On June 1, 2024, Lincoln Christian Seminary, the embedded seminary of Lincoln Christian University, became
Lincoln Seminary at Ozark Christian College. Lincoln
Christian University was founded in 1944 in Lincoln, Illinois. Lincoln Christian Seminary was founded in 1952.
After 80 years of training leaders in the church, LCU announced the cessation of all academic operations on May
31, 2024, and the gifting of the seminary to OCC.

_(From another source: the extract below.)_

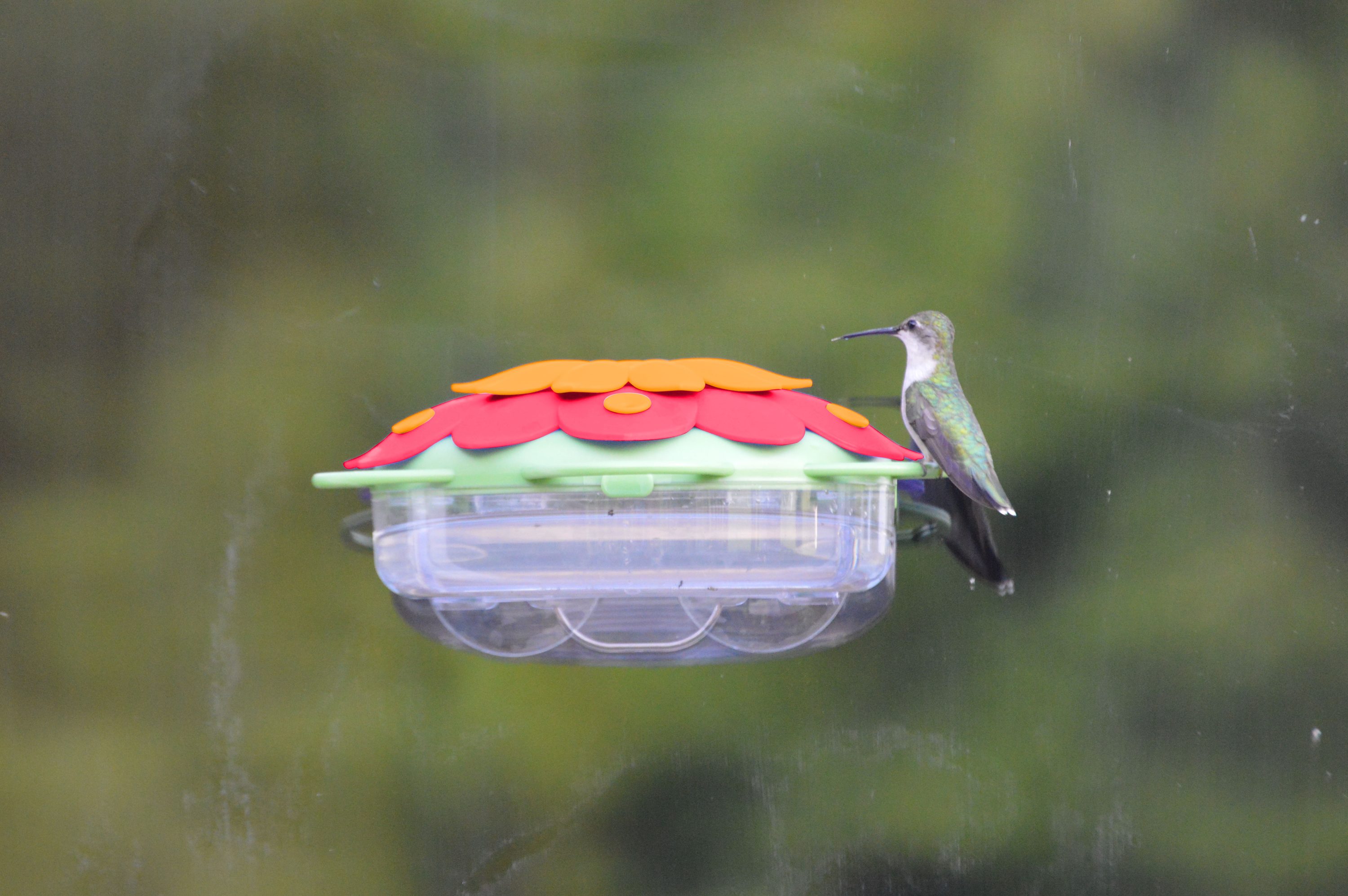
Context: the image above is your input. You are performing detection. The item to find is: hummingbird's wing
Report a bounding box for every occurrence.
[842,395,1015,587]
[903,380,1015,516]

Lincoln Seminary at OCC is accredited by The Association of Theological Schools.

==Athletics==
Ozark's varsity sports teams are known as the Ambassadors, a name taken from the Bible (2 Corinthians 5:20). Athletics include basketball, cross country, men's soccer, and women's volleyball. Varsity teams are members of the Association of Christian College Athletics, the Midwest Christian College Conference, and the National Christian College Athletic Association Division II. Non-varsity, intramural sports include Ultimate Frisbee, soccer, volleyball, and basketball. Ozark's Multi-Purpose Building offers students a full-size basketball/volleyball floor, indoor walking/running area, weight room, cardio room, locker rooms, and theater seating. The campus also includes outdoor basketball goals, tennis and Pickleball courts, a sand volleyball pit, and a soccer field.